Bununla birlikte, birlik için, sadece Devrimci Kurtuluşcuların birliği yeterli değildir. Partileşme yolunda, içte tüm samimi devrimci kurtuluşcuların birliği ile iç içe, dışta, sol ve devrimci harekette, faşizmin saldırıları karşısında, her alanda, gücümüze bağlı olarak dayanışma ve birlik, ittifak zorunludur. Bu birlik yada ittifak geçici veya güncel olduğu gibi kalıcı ve dönemsel birlik/ittifaklarda olabilir, somut koşullara bağlı her biçime hazır olmak görevimizdir.
Özetle; içte, Devrimci Kurtuluşcuların parti/örgüt birliği, dışta, faşizme karşı direnen tüm sol ve devrimci çevrelerle mücadele birliği, ortak mücadele ve ittifaklar. İşte bu süreçte devrimci taktiğimizin en önemli köşe taşı budur!
SONUÇ YERİNE
Kavga bizi çağırıyor…
Kavga beklemez, bizim dışımızda nesnel ve öznel tüm koşulların organik toplamı olarak kavganın koşulları vardır, akıp giden bir süreç, birbirine eklenerek devinmektedir.
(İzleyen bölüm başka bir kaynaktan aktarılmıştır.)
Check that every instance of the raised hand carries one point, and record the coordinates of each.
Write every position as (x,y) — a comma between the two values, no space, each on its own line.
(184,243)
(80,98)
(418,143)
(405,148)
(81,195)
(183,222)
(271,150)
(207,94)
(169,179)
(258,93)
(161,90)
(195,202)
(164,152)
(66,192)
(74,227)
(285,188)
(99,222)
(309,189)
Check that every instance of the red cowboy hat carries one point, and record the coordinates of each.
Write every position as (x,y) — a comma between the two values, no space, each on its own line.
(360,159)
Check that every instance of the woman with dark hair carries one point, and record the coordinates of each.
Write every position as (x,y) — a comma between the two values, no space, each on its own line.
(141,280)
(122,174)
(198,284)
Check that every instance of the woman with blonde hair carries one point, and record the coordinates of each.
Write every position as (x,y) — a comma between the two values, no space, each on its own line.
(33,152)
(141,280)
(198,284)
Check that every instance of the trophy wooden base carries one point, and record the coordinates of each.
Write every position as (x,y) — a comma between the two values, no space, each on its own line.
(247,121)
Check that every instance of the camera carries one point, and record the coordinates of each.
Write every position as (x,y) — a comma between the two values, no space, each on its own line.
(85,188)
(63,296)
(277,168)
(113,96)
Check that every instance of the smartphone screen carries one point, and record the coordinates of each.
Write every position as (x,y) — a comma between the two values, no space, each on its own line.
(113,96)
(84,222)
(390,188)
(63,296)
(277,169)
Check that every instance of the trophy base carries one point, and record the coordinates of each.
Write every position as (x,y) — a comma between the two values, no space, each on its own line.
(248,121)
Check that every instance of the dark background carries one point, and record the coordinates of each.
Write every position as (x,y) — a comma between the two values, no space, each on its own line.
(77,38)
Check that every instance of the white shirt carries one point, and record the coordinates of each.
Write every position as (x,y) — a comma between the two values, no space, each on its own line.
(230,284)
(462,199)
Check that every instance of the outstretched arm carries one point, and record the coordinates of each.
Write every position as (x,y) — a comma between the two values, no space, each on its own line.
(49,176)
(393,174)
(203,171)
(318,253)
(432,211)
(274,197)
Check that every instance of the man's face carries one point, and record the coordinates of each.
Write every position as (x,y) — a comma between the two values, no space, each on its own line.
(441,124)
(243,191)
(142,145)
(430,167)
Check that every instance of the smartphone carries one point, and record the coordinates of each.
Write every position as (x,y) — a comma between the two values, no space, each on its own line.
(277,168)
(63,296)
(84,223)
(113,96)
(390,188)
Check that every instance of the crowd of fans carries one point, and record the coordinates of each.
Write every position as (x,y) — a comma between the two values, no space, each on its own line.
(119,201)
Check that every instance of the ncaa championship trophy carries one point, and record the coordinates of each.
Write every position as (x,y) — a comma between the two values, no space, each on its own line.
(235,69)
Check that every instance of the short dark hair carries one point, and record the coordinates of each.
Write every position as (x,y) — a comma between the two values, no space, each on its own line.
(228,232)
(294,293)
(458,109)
Bu kavgayı seyredenler, her gün daha çok içe kapanıp, boş ve anlamsız “gündemlerle” kendini tüketecek, sürecin öznesi değil nesnesi olacaktır.
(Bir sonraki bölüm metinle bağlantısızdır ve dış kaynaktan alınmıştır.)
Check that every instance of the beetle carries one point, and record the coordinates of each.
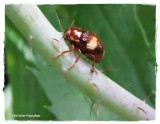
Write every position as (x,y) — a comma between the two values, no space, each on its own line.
(84,42)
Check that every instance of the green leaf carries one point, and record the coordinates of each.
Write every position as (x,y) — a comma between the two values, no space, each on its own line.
(128,35)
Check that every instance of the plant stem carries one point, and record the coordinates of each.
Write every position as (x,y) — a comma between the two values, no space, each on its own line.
(32,24)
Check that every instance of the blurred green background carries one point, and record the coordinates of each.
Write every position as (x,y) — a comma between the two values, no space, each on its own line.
(35,87)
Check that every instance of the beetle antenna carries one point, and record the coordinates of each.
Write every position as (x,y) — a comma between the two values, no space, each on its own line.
(58,20)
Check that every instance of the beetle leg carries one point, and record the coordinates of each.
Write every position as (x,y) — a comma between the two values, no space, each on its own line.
(67,51)
(93,66)
(79,55)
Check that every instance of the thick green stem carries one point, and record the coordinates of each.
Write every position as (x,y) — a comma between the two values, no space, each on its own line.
(32,24)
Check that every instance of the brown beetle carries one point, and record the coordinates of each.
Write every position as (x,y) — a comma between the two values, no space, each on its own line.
(84,42)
Bu noktada atılan her adım önemlidir ve değerlidir. Büyük laf edip hiçbir adım atmayanlar sol ve devrimci harekette, hatta bizim çevremizde hiç de az değildir. Bugün kıymetli olan, büyük yada küçük demeden her adıma değer vermek, bu yöndeki adımların öznesi olmaktır.
Tabi ki bu zorlu ve karmaşık süreç, tek tek devrimci kişileri, devrimci çevreleri şu yada bu biçimde yıpratacaktır, yıpratmaktadır da. Devrimcilik, kolay ve düz bir yolda yürümek, yada örneğin klavye başına geçip “yürü aslanım” demek değil, bu zorlu süreçte, dün ne yaparsan yap, dün rütben, ünvanın, mevkin ( ki bunların arakasına sığınanlar zaten devrimci olamaz) ne olursa olsun, bugün sorumlu ve mütevazı, emek ve üretmekle yürünecek, zorlu ve engebeli bir yolun savaşçısı olmaktır.
Kavga bizi çağırıyor, devrimcilik kavgaya yanıt olmaktır.
Bunun için bir adım öne; devrimci kurtuluş bayrağı altında, bir adım öne!